My mind just doesn't work. There's no focus, there's no relevant or significant thoughts. All there is is the constant reminder of why I should not be drinking, why I should not be staying up so late, and why I am just old. There is only pain. PAIN.

Just a walking zombie of messed up emotions of pain and pain. There is nothing more as I try to put on my best face and hide my queasiness as I show up at the family dinner. I couldn’t do anything but just sit there and eat and just be quiet in my own little hermit way of antisocialness.

I smile my polite smile when I need to. Ask my polite questions when I need to. Swear off the alcohol when I need to.

I sit there in misery as the young'ins laugh at my pain and my misery. It is LOVE when you know that family can laugh at you and you don't get pissed. It is love when your family can laugh at you and your pain and your misery.

Because it is only a small insignificant pain. It isn't anything drastic, life threatening or life changing. It was just a bad hangover. A tired mess of BLAH!

I felt like shit. Words of concern as my uncles and aunts ask about my well being; of why I am not as fun as I use to be. Concerns of why I'm not drinking. Am I quitting? Just a simple "I'm tired" and "I had too much to drink last night" was all I can manage.

It is true.

Actually, I didn't have that much. Not that much at all. It was a decent night that led to a horrible morning. A disgusting morning of ugh.

Sigh.

Home is what I yearned for. My loving bed that never betrayed me before. My favorite thing in the world when I feel that way. I want to make love to it just by being there, wrapped up in my blankie and just die. And I did.

* * *

It's raining. It's been raining for the past week, week and a half. Some of the days were bad, horrible.
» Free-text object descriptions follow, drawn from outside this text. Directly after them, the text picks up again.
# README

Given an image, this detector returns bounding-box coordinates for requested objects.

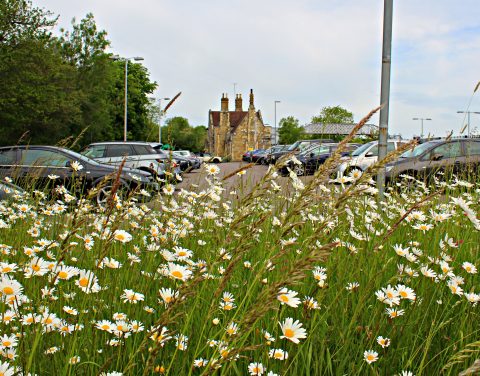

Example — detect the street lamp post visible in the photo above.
[274,100,281,145]
[412,117,432,138]
[158,97,171,143]
[457,111,480,136]
[111,55,144,141]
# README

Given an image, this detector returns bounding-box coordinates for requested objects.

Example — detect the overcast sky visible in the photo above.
[34,0,480,138]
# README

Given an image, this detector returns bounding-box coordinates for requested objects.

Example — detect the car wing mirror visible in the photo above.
[365,151,374,157]
[309,152,314,157]
[431,153,443,161]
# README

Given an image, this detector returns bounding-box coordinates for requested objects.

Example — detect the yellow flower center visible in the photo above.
[58,271,68,279]
[279,295,289,302]
[367,354,375,361]
[171,271,183,279]
[3,341,11,346]
[79,278,89,287]
[3,286,14,295]
[284,328,295,338]
[274,352,283,359]
[101,324,110,330]
[2,267,11,273]
[400,291,407,298]
[32,264,41,272]
[44,317,53,325]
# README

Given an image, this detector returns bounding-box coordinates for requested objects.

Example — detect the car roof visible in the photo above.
[88,141,153,146]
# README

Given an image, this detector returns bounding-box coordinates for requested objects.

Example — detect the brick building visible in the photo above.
[207,90,271,161]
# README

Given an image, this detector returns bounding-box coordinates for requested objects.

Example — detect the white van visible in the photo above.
[336,140,407,178]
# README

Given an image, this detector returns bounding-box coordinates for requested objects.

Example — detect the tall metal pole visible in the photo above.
[124,60,128,142]
[377,0,393,198]
[457,111,480,136]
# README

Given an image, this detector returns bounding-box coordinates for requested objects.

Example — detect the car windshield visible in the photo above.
[351,142,374,157]
[301,145,331,157]
[62,148,103,166]
[400,141,438,158]
[287,141,301,151]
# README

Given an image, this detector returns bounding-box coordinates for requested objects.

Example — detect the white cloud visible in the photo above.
[34,0,480,137]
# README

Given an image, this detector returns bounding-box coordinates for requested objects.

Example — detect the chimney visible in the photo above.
[221,93,229,112]
[235,94,243,112]
[249,89,254,108]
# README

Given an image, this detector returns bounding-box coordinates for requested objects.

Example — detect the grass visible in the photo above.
[0,151,479,375]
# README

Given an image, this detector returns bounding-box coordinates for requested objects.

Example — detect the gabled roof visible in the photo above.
[303,123,378,135]
[210,111,248,130]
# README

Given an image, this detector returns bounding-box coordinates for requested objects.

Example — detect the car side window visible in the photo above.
[133,145,156,155]
[105,145,133,158]
[464,141,480,156]
[0,149,18,165]
[20,150,71,167]
[83,145,106,158]
[430,142,462,159]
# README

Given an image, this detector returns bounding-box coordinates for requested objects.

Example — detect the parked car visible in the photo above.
[172,150,202,170]
[195,152,222,163]
[242,149,266,163]
[264,145,290,164]
[0,146,159,204]
[385,137,480,183]
[279,143,358,176]
[269,139,335,164]
[335,140,407,179]
[147,144,196,171]
[82,142,182,180]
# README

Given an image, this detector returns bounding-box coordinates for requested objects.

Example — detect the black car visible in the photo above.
[242,149,266,163]
[279,143,357,176]
[385,137,480,183]
[0,146,159,204]
[269,139,335,164]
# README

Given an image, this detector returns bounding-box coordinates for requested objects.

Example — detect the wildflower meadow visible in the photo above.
[0,138,479,375]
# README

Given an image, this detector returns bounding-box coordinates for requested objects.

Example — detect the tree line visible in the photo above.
[0,0,207,151]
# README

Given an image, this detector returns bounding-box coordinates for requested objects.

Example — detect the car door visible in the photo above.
[463,140,480,178]
[18,148,73,190]
[0,149,21,181]
[104,145,135,167]
[420,141,463,179]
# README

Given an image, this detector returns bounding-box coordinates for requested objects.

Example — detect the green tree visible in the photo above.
[162,117,207,152]
[311,105,354,124]
[0,0,57,46]
[278,116,304,144]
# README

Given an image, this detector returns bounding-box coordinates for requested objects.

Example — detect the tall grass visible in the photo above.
[0,145,479,375]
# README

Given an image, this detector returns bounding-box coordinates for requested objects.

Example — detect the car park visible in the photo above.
[269,139,335,164]
[82,141,182,180]
[0,145,159,204]
[171,150,202,170]
[279,143,358,176]
[335,140,407,178]
[385,137,480,183]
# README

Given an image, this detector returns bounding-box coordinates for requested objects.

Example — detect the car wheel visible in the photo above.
[212,158,220,163]
[293,164,305,176]
[93,180,128,206]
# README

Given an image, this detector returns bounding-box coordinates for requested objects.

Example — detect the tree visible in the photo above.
[311,106,354,124]
[162,117,207,152]
[278,116,304,144]
[0,0,57,46]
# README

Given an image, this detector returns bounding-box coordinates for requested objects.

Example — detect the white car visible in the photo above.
[195,152,222,163]
[336,140,407,178]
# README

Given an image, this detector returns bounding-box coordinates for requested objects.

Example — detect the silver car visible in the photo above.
[82,142,181,180]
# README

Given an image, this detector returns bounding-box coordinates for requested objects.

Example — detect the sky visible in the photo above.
[33,0,480,138]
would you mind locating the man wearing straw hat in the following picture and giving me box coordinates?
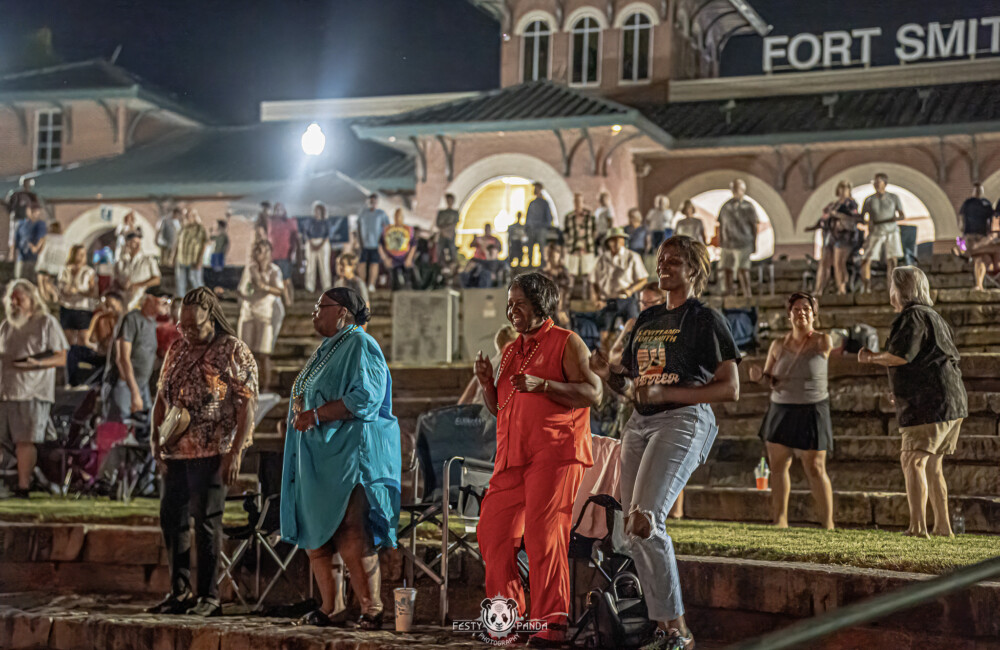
[589,227,649,349]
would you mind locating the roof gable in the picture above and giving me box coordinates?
[0,59,210,125]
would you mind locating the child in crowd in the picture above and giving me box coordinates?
[334,252,369,307]
[211,220,229,272]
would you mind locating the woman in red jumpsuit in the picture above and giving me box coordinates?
[475,272,602,647]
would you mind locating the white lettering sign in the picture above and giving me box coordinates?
[763,16,1000,72]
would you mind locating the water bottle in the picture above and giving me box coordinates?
[952,507,965,535]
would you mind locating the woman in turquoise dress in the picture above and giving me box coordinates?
[280,287,401,629]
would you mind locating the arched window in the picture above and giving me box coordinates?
[571,17,601,85]
[621,12,652,82]
[522,20,551,81]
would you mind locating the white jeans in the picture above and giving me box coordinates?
[619,404,718,622]
[304,240,332,293]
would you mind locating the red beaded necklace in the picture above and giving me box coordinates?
[495,319,554,412]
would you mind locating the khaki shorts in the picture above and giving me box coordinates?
[720,247,753,272]
[239,318,275,355]
[862,229,903,262]
[566,252,597,276]
[900,418,963,455]
[0,400,51,446]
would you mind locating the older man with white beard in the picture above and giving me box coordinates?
[0,280,68,498]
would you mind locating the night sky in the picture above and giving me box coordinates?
[1,0,998,124]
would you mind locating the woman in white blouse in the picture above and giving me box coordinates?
[56,244,98,345]
[237,239,286,391]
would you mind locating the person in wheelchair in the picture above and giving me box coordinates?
[592,236,740,650]
[474,273,602,648]
[280,287,400,630]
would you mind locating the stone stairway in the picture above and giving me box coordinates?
[232,254,1000,532]
[687,352,1000,532]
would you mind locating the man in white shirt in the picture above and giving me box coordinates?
[114,232,162,309]
[0,280,68,497]
[589,227,649,348]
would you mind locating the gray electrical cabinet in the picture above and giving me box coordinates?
[461,288,509,361]
[391,290,460,365]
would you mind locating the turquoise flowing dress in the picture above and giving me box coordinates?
[280,326,401,551]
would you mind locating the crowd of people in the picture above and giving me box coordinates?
[0,168,992,647]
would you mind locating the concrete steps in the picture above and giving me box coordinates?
[692,435,1000,496]
[681,485,1000,533]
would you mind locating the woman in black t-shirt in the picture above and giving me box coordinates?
[591,235,740,650]
[859,266,967,538]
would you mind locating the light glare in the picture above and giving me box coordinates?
[301,123,326,156]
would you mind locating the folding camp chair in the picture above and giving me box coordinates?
[723,306,759,356]
[752,256,775,296]
[399,403,497,624]
[218,493,306,611]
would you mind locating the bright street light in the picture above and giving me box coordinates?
[301,122,326,156]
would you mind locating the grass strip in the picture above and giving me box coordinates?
[2,498,996,574]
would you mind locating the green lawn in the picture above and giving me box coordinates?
[0,494,248,526]
[667,520,997,574]
[1,497,996,575]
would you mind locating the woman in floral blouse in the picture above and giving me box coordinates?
[148,287,258,617]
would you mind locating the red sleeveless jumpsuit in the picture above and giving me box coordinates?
[477,319,593,639]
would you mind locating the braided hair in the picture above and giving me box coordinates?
[182,286,237,338]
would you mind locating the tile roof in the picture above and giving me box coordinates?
[639,80,1000,147]
[0,59,210,124]
[355,80,635,134]
[0,59,139,92]
[2,121,411,200]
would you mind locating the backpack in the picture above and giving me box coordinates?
[587,572,657,649]
[844,323,879,353]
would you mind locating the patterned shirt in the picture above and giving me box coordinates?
[158,333,259,459]
[563,210,597,254]
[176,223,209,267]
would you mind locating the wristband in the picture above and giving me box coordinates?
[313,409,321,428]
[543,379,549,393]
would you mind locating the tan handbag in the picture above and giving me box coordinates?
[158,405,191,450]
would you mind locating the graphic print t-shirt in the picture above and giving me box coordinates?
[622,299,740,416]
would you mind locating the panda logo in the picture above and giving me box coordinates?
[480,595,520,638]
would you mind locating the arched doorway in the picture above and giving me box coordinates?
[445,153,571,266]
[684,190,775,261]
[805,183,935,258]
[458,176,557,265]
[797,163,956,246]
[666,170,796,250]
[63,205,159,260]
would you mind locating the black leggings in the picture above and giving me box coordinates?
[160,455,226,599]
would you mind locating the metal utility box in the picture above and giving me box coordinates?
[391,290,460,365]
[460,288,509,361]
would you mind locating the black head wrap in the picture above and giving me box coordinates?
[182,286,237,338]
[323,287,371,326]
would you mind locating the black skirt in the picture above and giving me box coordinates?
[60,307,93,331]
[759,399,833,452]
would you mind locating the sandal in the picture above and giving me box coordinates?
[356,610,384,630]
[296,608,346,627]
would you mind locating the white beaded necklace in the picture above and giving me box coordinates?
[292,326,358,401]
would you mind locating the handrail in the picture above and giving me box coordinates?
[727,555,1000,650]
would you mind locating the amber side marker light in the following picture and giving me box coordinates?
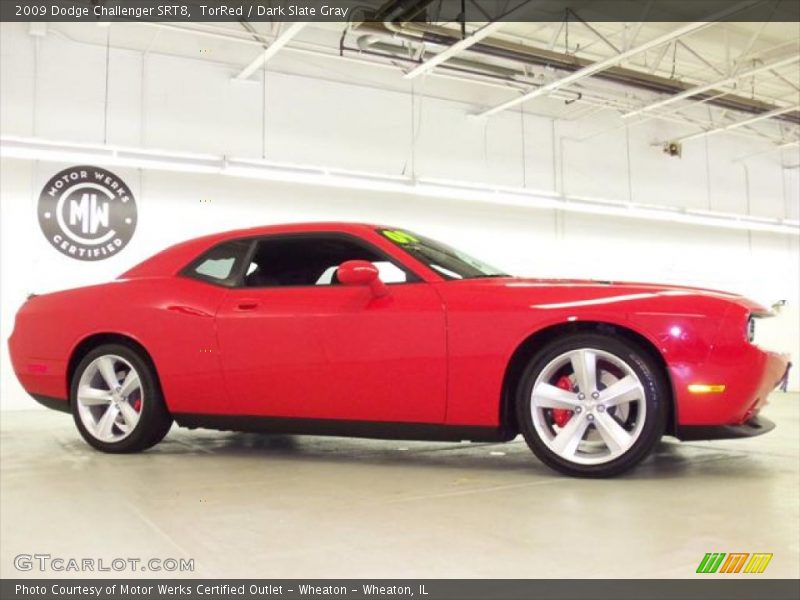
[688,384,727,394]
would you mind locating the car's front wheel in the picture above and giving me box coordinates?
[71,343,172,453]
[516,333,667,477]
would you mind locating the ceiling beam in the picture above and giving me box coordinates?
[403,21,505,79]
[678,104,800,143]
[234,22,307,80]
[474,0,764,117]
[647,41,672,74]
[624,54,800,118]
[627,1,654,50]
[475,20,713,117]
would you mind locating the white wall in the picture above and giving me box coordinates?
[1,23,798,410]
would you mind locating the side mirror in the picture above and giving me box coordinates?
[337,260,389,298]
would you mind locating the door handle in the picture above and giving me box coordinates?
[236,300,260,311]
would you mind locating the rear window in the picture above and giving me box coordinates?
[183,240,251,286]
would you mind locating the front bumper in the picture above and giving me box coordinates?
[672,346,787,427]
[675,415,776,441]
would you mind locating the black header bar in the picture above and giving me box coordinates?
[1,0,799,23]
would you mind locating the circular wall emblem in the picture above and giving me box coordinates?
[38,166,137,261]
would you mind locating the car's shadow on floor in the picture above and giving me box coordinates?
[60,428,773,482]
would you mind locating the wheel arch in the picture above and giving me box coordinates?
[500,321,676,437]
[66,333,164,406]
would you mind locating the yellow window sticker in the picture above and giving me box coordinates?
[382,230,419,244]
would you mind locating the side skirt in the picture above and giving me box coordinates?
[675,415,776,441]
[174,413,515,443]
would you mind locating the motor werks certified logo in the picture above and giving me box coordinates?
[38,166,136,261]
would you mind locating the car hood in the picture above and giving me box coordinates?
[449,277,770,315]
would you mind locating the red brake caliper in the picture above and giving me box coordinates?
[133,398,142,412]
[551,376,574,427]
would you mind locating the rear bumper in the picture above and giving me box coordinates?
[31,394,71,414]
[8,306,70,403]
[9,331,70,405]
[675,415,776,441]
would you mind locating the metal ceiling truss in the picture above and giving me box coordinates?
[676,103,800,143]
[624,55,800,118]
[131,0,799,145]
[474,21,715,117]
[351,0,798,139]
[351,20,799,129]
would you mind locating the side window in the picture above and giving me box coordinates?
[243,235,413,288]
[184,240,251,286]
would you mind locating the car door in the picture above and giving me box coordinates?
[214,232,447,423]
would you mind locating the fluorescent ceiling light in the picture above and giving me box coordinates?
[1,136,797,236]
[0,137,222,174]
[225,157,413,194]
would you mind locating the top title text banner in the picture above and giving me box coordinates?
[1,0,799,23]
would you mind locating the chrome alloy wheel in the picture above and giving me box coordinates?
[530,348,646,465]
[76,354,144,443]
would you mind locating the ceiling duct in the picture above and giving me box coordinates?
[355,35,522,80]
[353,19,799,125]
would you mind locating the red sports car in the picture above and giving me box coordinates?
[9,222,787,477]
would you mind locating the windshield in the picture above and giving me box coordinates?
[378,229,509,280]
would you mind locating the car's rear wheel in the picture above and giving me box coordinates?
[516,333,667,477]
[71,343,172,453]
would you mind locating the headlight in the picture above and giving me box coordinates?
[746,315,756,343]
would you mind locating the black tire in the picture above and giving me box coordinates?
[70,343,173,453]
[516,333,667,478]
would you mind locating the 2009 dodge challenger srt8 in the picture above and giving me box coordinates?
[9,222,787,477]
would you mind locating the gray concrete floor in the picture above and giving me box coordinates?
[1,392,797,579]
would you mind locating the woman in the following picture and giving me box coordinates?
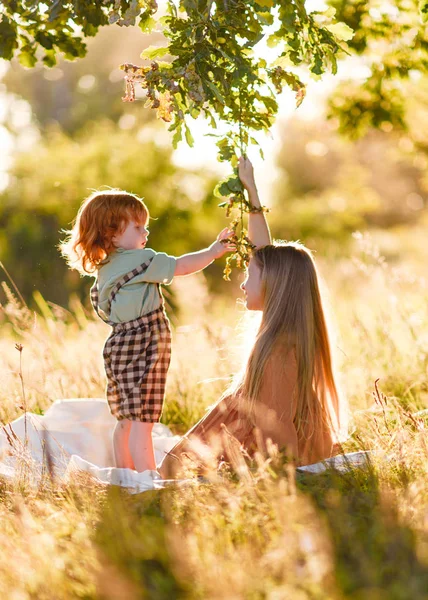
[159,157,347,478]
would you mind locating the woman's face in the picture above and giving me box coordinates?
[241,259,264,311]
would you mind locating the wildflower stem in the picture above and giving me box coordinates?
[0,261,28,308]
[15,344,28,447]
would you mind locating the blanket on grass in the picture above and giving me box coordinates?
[0,399,371,494]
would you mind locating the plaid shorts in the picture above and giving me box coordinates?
[103,307,172,422]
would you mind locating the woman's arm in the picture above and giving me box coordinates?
[238,156,271,248]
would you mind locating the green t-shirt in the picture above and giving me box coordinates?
[96,247,176,323]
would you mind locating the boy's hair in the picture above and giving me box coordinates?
[59,189,149,275]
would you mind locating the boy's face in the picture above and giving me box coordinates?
[112,219,149,251]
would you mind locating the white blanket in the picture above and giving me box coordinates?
[0,399,371,493]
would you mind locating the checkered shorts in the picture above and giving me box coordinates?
[90,259,172,422]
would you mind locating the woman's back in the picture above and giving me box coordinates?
[160,345,338,475]
[240,345,337,466]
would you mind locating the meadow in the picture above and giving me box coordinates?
[0,224,427,599]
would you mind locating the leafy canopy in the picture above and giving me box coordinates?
[119,1,353,276]
[0,0,156,67]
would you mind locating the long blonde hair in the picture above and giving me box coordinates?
[232,241,345,444]
[59,190,149,275]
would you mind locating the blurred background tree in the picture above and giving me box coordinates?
[270,118,428,252]
[326,0,428,136]
[0,25,230,308]
[268,0,428,255]
[0,118,227,306]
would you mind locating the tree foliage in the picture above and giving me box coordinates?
[327,0,428,137]
[0,120,226,307]
[0,0,157,66]
[120,0,353,277]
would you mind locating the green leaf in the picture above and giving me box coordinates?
[190,106,200,119]
[139,16,156,33]
[226,177,243,193]
[35,31,54,50]
[266,34,280,48]
[184,124,194,147]
[324,7,337,19]
[0,16,18,60]
[172,126,182,148]
[325,22,354,42]
[168,119,181,132]
[141,45,170,59]
[57,36,87,60]
[18,49,37,68]
[43,50,57,67]
[419,0,428,21]
[261,96,278,112]
[256,11,274,26]
[271,55,293,69]
[216,138,229,149]
[157,61,173,69]
[214,176,239,198]
[82,23,98,37]
[256,0,274,6]
[207,112,217,128]
[205,81,226,104]
[158,15,170,27]
[214,182,226,198]
[311,54,324,76]
[219,146,234,162]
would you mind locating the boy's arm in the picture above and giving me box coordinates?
[174,228,234,277]
[238,156,271,248]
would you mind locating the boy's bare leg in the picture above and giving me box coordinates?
[129,422,157,472]
[113,419,135,469]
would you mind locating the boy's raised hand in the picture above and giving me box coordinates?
[238,155,256,191]
[210,227,236,259]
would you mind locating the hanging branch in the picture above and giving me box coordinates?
[120,0,353,279]
[1,1,427,141]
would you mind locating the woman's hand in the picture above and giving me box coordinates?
[210,227,236,259]
[238,155,257,192]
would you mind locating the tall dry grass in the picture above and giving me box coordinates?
[0,229,427,598]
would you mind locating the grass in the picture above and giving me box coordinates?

Just a torrential downpour of precipitation. It even woke me from a deep slumber.

It's refreshing to see the rain, overcast skies, and just downright feeling of home.

I miss the rain. The lovely sweet softness of falling rain on my head. Tiny rainy drops that caresses you in the tantalizing shower.

I just can't believe why anyone would not like the rain. It cleanses the soul. It cleanses everything that it touches, making it new and refreshed.

It just changes the landscape and the people a little bit. None of this rushed impatience that I'm so use to down here. Everything is at a crawl with the eerie emptiness because not that many people like to go out in the rain.

Just a refreshing mess of love that I enjoy when it appears here in the land of the SoCal sun. It's a change of pace, a pace that reminds me of home. A slowed pace of relaxed laid-backness of just so whatever.

It's rain. RAIN. I love the rain.

Jumping up and down in a puddle as the rain just pounds and pounds and pounds you from atop the sky.